En el museo de la culta y refinada ciudad de Hermosillo en México hay una placa con la inscripción de un poema azteca escrito en náhuatl, el idioma de los antiguos habitantes del país.
La traducción española de este poema dice así: «¿Con qué me iré a la eternidad? ¿Se acabarán mis cantos como se marchitan las flores? ¿Nada será mi nombre alguna vez? ¿Nada dejaré que me recuerde en la tierra? ¿Al menos flores, al menos cantos? ¿Cómo ha de obrar mi corazón? ¿Acaso en vano llegamos a vivir?»
Aunque escrito quizá siglos antes de que Colón descubriera América y antes de que Hernán Cortés hiciera temblar la tierra de los aztecas con sus botas de conquistador, un hombre de corazón sensible habló con su alma y preguntó: «¿Acaso en vano llegamos a vivir?»
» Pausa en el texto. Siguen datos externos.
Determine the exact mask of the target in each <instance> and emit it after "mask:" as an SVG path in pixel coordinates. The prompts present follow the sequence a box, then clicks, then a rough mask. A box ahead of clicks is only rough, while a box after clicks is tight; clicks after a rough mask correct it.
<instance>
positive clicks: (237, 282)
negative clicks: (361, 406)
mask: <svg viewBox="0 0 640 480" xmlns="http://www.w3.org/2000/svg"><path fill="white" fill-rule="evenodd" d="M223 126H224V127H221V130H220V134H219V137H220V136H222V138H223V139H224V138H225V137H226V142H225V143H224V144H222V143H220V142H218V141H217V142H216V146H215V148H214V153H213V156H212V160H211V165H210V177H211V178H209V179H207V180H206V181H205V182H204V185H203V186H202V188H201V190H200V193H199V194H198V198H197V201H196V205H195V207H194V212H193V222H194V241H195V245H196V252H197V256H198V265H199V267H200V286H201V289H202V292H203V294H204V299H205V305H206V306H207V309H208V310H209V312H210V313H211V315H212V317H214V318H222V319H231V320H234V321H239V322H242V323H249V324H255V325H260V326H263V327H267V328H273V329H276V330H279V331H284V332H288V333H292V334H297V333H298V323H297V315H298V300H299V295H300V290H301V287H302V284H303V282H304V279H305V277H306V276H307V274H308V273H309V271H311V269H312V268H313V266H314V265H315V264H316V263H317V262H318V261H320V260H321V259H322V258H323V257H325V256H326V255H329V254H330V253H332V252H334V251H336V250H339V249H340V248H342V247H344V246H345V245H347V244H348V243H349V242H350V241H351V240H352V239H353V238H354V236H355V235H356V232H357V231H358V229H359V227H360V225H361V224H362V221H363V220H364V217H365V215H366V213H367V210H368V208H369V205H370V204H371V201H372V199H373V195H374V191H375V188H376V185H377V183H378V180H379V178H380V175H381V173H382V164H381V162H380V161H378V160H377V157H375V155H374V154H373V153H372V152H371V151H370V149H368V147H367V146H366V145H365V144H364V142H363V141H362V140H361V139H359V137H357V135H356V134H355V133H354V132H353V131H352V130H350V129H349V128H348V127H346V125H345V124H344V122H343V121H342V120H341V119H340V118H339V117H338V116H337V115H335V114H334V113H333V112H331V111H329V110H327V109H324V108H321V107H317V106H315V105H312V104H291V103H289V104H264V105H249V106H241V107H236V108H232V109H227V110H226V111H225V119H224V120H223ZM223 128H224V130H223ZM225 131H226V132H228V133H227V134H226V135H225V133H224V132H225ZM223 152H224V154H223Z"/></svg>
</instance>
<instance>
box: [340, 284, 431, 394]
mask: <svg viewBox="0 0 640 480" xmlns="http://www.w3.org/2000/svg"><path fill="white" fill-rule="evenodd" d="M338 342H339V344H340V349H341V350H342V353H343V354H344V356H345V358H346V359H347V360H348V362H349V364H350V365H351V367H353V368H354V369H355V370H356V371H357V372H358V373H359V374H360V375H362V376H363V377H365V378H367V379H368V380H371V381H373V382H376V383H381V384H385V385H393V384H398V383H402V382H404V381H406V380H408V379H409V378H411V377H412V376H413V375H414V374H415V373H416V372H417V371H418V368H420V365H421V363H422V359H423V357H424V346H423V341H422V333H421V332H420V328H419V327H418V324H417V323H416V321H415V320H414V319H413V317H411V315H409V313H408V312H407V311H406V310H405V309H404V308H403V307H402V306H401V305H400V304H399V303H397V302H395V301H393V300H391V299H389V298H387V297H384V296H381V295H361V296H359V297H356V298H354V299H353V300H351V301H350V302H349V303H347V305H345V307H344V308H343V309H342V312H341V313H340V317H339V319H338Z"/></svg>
Esta pregunta del desconocido poeta azteca es universal. No ha habido persona sensible en la tierra que no se haya preguntado alguna vez: «¿De dónde vengo? ¿Hacia dónde voy? ¿Qué estoy haciendo aquí?» La seguridad instintiva de que venimos de alguna parte y vamos hacia otra parte, y de que en la tierra y en la vida estamos sólo de paso, pertenece a la experiencia común de los seres humanos.
La Biblia tiene la respuesta. Dice que venimos de Dios y a Dios vamos. Y mientras estamos en la tierra y en la vida, somos puestos a prueba para ver si nos capacitamos o no para ascender a la vida superior del cielo.
No venimos a vivir en vano. Venimos a cumplir con una ley y a someternos a una disciplina. Como seres humanos inteligentes y racionales, y como seres espirituales con poder para tomar decisiones y escoger entre el bien y el mal, si somos capaces de cumplir con las exigencias de Dios, no habremos vivido en vano. Habremos pasado la prueba y habremos sido aprobados para llegar a la presencia de Dios.
En esta prueba larga y dura que es la vida, quien nos ayuda es Jesucristo el Salvador. Él derramó su sangre en la cruz para redimirnos del pecado y, si se lo permitimos, nos da de su Espíritu divino a fin de que tengamos el poder para vivir rectamente. Y quiere estar a nuestro lado cada día. Con Cristo, alcanzamos la victoria suprema. Por eso en la Biblia Dios nos pide: «Dame, hijo mío, tu corazón» (Proverbios 23:26).
¡Dejemos un recuerdo de amor y de fe en nuestro peregrinaje terrenal!